FRANCE 24 : MAKANERA, LA HAC ET LES TAMBOURS DE LA PANIQUE
Julien Fanciulli avait quelques secondes d’antenne. Makanera et la HAC viennent de lui offrir la Guinée entière et le monde. Un journaliste de France 24 prononce un mot : « putschiste ». Quelques téléspectateurs l’entendent.
Puis surgit Alhoussein Makanera Kaké. Il dénonce une « insulte intolérable », un journaliste « hors-la-loi », une « forfaiture », exige une sanction et prévient France 24 qu’elle pourrait devenir « complice ».
Le mot commence son tour de Guinée et de partout ailleurs. Mais ce n’était apparemment pas assez. La HAC entre en scène. Constitution. Loi organique. Déontologie. Souveraineté. Dignité des institutions. Mise en demeure.
Et voilà comment un adjectif obtient gratuitement une campagne nationale de promotion. France 24 avait un présentateur. Elle vient de recruter des attachés de presse bénévoles à Conakry. Makanera assure la bande-annonce, la HAC organise la rediffusion et les réseaux sociaux font le service après-vente. Tout le pays demande : Mais qu’a donc dit France 24 ? Réponse : « putschiste ». Mission accomplie.
Le même 16 septembre, la HAC retire également l’accréditation du correspondant de Jeune Afrique, Mamadou Diawo Barry, invoquant notamment des manquements à « l’objectivité », à « la neutralité » et à « l’équilibre ». Deux médias internationaux dans la même journée.
Et Thomas Dietrich en rajoute, interprétant cette fébrilité comme le signe d’une prise de distance française et avançant des accusations autrement plus graves contre le régime.
Ses affirmations lui appartiennent, mais le spectacle, lui, est public. Quand un pouvoir court derrière chaque journaliste, chaque article et chaque adjectif, il ne montre pas sa puissance. Il montre ce qui l’inquiète.
Le malheur de Mamadi Doumbouya est peut-être aussi d’être entouré de trop de missionnaires du tambour. Des hommes convaincus que défendre un président consiste à frapper toujours plus fort.
Un mot tombe à Paris ? BOUM ! Makanera. BOUM ! La HAC. BOUM ! Mise en demeure. Et le lendemain : BOUM ! France 24 interdite sur tout le territoire. Signal coupé. Accréditations retirées. ARPT réquisitionnée. Accès numériques visés. La décision invoque désormais l’urgence, l’ordre public, la stabilité des institutions et l’image du pays.
Là, je dois reconnaître mon erreur. Je croyais que nous avions affaire à un adjectif. Manifestement, il s’agissait d’une menace contre la sécurité nationale. Dans le bulletin très officiel de mon imagination, les FDS sont déjà en état d’alerte et un commando des Forces spéciales attend ses coordonnées.
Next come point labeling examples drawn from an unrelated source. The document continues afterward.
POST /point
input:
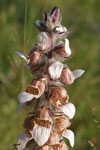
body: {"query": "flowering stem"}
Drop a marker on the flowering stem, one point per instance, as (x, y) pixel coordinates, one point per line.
(24, 46)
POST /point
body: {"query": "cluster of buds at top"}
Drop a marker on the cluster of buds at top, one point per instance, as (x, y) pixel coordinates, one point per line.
(46, 126)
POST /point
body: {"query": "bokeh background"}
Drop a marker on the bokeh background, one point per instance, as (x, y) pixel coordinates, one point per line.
(82, 18)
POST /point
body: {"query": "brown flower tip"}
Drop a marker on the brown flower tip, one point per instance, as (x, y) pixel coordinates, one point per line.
(61, 124)
(39, 69)
(29, 123)
(43, 114)
(63, 146)
(54, 138)
(66, 76)
(59, 96)
(37, 87)
(60, 50)
(43, 123)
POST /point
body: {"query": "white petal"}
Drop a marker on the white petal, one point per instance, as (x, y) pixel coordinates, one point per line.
(26, 66)
(41, 134)
(67, 49)
(21, 55)
(25, 97)
(20, 106)
(22, 140)
(78, 73)
(55, 70)
(70, 136)
(68, 109)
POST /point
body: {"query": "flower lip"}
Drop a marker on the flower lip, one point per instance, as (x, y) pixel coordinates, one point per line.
(68, 109)
(41, 134)
(22, 55)
(70, 136)
(66, 76)
(55, 70)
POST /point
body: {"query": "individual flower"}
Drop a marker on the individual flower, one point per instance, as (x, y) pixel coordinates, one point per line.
(68, 109)
(34, 90)
(62, 123)
(23, 138)
(44, 42)
(68, 76)
(42, 126)
(59, 96)
(55, 69)
(63, 49)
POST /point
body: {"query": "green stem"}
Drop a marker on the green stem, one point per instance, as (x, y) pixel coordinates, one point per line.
(24, 46)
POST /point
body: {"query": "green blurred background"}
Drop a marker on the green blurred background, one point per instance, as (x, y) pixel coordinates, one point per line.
(82, 18)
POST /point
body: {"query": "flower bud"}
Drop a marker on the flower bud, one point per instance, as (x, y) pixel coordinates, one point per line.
(61, 124)
(59, 96)
(66, 76)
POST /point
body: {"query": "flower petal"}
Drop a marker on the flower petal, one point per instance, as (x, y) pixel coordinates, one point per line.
(25, 97)
(70, 136)
(41, 134)
(67, 49)
(55, 70)
(20, 106)
(22, 140)
(26, 66)
(78, 73)
(21, 55)
(68, 109)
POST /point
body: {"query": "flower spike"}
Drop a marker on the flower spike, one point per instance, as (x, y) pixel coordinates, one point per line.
(49, 121)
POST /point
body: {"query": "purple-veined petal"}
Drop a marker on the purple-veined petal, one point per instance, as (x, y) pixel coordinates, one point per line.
(61, 29)
(67, 48)
(68, 109)
(78, 73)
(21, 55)
(28, 67)
(20, 106)
(55, 70)
(70, 136)
(25, 97)
(22, 140)
(41, 134)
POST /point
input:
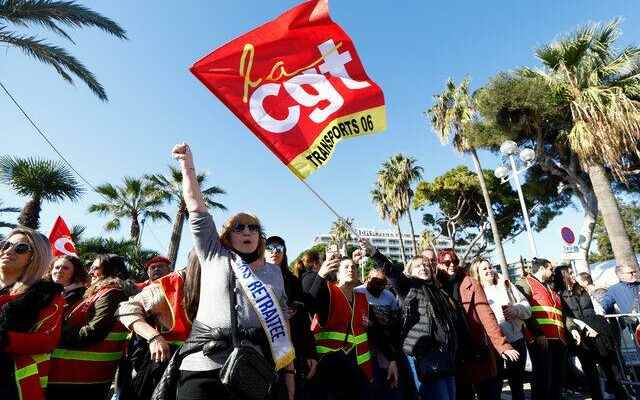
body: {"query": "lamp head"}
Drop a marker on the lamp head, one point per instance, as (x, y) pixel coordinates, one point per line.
(509, 148)
(527, 155)
(501, 172)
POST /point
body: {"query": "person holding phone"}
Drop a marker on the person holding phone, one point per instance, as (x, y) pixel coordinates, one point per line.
(340, 327)
(300, 322)
(511, 309)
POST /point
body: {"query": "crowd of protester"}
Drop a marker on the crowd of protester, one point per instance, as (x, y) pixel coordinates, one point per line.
(431, 329)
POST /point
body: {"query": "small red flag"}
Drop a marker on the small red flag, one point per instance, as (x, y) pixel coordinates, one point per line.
(60, 239)
(298, 84)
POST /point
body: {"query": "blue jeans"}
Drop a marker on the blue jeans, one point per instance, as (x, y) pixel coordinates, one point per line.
(441, 389)
(381, 389)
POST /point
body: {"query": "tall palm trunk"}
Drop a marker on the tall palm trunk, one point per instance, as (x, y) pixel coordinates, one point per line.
(590, 207)
(135, 229)
(30, 214)
(404, 256)
(176, 234)
(490, 216)
(413, 234)
(620, 243)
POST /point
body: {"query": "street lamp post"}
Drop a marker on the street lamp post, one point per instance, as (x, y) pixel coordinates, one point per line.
(510, 149)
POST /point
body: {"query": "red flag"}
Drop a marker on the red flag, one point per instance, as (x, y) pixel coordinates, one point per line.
(298, 84)
(60, 239)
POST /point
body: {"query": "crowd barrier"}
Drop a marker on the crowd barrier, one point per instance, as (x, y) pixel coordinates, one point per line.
(628, 350)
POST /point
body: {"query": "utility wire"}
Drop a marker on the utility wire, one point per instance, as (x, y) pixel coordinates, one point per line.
(62, 157)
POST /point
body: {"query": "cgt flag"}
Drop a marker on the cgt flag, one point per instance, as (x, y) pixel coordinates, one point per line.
(298, 84)
(60, 239)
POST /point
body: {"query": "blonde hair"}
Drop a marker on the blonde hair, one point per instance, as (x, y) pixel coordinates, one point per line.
(38, 264)
(242, 218)
(474, 271)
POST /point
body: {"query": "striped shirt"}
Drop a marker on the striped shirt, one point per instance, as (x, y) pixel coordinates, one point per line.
(624, 295)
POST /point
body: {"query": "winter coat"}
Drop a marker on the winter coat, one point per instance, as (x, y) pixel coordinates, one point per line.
(485, 334)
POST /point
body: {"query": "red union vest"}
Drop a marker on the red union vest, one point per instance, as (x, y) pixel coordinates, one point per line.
(96, 363)
(31, 371)
(345, 328)
(546, 308)
(172, 286)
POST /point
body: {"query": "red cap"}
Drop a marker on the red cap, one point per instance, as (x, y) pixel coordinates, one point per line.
(157, 260)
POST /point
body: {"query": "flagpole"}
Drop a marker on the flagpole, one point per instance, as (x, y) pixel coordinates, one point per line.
(329, 207)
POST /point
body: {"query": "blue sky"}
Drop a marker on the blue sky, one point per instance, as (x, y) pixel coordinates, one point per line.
(408, 48)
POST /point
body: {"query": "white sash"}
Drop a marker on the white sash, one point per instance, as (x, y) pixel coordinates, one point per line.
(266, 306)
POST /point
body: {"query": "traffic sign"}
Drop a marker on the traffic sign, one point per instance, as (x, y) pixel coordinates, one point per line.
(567, 235)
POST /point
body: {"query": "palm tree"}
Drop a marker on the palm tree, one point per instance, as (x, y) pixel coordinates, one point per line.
(134, 200)
(49, 14)
(4, 224)
(452, 112)
(41, 180)
(341, 232)
(601, 85)
(427, 241)
(388, 211)
(396, 176)
(171, 187)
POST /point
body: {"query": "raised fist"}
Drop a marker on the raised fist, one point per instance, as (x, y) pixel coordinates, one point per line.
(182, 152)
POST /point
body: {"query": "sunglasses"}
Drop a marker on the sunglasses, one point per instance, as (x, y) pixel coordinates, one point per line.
(240, 227)
(275, 248)
(448, 262)
(19, 248)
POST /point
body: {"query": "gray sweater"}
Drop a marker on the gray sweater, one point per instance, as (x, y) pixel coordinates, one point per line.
(214, 291)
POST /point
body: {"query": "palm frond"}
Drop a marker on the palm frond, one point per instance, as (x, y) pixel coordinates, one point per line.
(57, 57)
(50, 180)
(46, 13)
(112, 225)
(157, 215)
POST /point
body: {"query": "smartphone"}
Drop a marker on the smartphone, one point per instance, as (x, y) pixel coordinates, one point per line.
(298, 305)
(331, 251)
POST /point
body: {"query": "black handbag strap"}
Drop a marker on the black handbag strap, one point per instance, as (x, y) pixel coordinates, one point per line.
(235, 337)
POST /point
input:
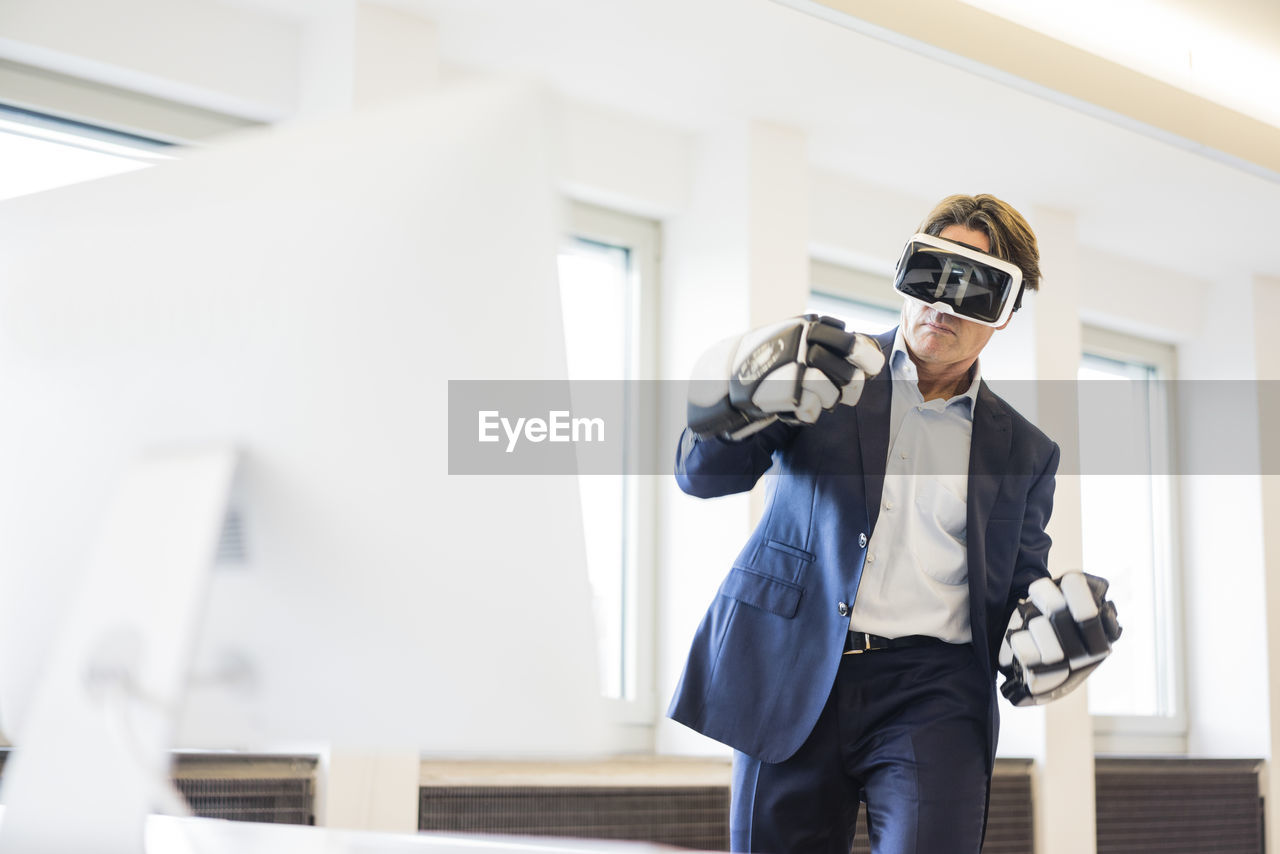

Mission : capturer l’adjectif fugitif. Le prendre vivant, neutraliser le dictionnaire qui l’héberge et placer les synonymes sous surveillance. On ne sait jamais. Un autre mot pourrait franchir la frontière.
Au passage, excellente nouvelle, l’article 4 a été retrouvé vivant. Dans la première décision de la HAC, celle qui rappelait France 24 à son obligation « d’exactitude », on passait de l’article 3 à l’article 5. L’article 4 avait disparu, comme Foniké Mengué, Billo Bah et Habib Marouane Camara. Le lendemain, miracle, il réapparaît dans la décision interdisant France 24. On perd un article le mercredi. On ferme une télévision le jeudi. Et l’article rentre à la maison. Magnifique !
Julien Fanciulli avait prononcé un mot pendant quelques secondes. On pouvait le contester, rappeler la nouvelle situation institutionnelle de Mamadi Doumbouya et discuter de la pertinence actuelle du qualificatif.
Les missionnaires du tambour ont préféré lui construire un monument. Makanera lui a donné un communiqué. La HAC, une mise en demeure. Puis une interdiction nationale. Les réseaux sociaux, une audience. Résultat : toute la Guinée connaît désormais le mot qu’il ne fallait surtout pas entendre. Le monde entier aussi.
On peut couper un signal. Bloquer un site. Retirer une accréditation. Mais il reste une institution particulièrement indisciplinée, la curiosité. Et celle-là n’a pas encore reçu sa mise en demeure.
France 24 voulait informer. Ses « adversaires » viennent de faire sa publicité. Quel remarquable travail de communication.
Alpha Issagha Diallo
Expert agréé en amplification des silences et auditeur bénévole des missionnaires du tambour.